Voices Beyond Borders: Connecting students in Manchester and Gaza

“In Gaza, communication was life itself. People knew each other’s news every moment through a message, a call, a photo sent on an app, or a laugh shared on a livestream.

“Then, suddenly, the voices disappeared. Cell towers went dark, signals vanished, and the blue ticks on WhatsApp froze in time. At first, people thought it was just a temporary outage. But days passed, then weeks, and then long, endless months Gaza was completely cut off from the world. There was no internet, no phone network, not even a steady radio signal. People lived inside walls of silence, unable to know what was happening beyond their street.

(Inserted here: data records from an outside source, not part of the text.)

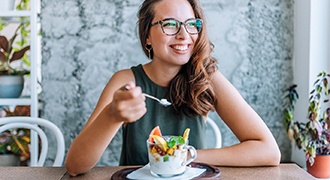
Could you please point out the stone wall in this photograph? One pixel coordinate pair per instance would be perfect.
(84, 42)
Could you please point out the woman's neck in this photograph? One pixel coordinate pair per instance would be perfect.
(160, 74)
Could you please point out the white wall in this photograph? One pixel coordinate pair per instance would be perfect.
(312, 46)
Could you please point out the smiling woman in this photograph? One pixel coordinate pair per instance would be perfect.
(182, 70)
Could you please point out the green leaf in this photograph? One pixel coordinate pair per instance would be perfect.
(166, 158)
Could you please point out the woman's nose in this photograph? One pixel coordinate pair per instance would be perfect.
(182, 34)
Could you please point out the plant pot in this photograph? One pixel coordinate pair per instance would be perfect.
(7, 5)
(11, 86)
(9, 160)
(321, 167)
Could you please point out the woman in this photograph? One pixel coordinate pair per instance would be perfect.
(173, 34)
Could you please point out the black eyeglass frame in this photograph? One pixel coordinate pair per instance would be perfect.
(180, 23)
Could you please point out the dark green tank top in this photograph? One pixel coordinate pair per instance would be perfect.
(135, 135)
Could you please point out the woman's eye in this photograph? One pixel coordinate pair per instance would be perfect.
(169, 24)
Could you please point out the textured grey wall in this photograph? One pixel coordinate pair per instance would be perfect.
(85, 42)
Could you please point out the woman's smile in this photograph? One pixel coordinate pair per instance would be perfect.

“After those long, heavy months, the sound returned slowly, carefully. In some neighbourhoods, the signal appeared first, and people gathered around the few who had a working phone. Each waited their turn to send one short message, but each word was a heartbeat: ‘I’m alive’, ‘We made it’, ‘Tell my mother I’m safe’.”

Those are the evocative words written by a Manchester student, reflecting what his learning buddy in Gaza had told him about her experience during the siege.

After overcoming significant challenges, such as accessing a reliable internet connection in a warzone, students in Gaza and Manchester have been learning together, and supporting each other through an intercultural exchange project run as part of the University’s MA TESOL (Teaching English to Speakers of Other Languages) degree course.

Through the Voices Beyond Borders project, Chinese students studying at the Manchester Institute of Education have been paired with young Palestinians being taught English in Gaza by a University of Manchester alumnus. The project was enabled by social responsibility funding from the Faculty of Humanities and the School of Environment, Education and Development at The University of Manchester.

The two cohorts met initially over Teams, before being paired up for weekly one-to-one catch-ups via messaging or video calls, with group-to-group meetings every few weeks. These communications not only allow both parties to support each other’s English language development, they also allow both parties to connect on a human level through intercultural interactions.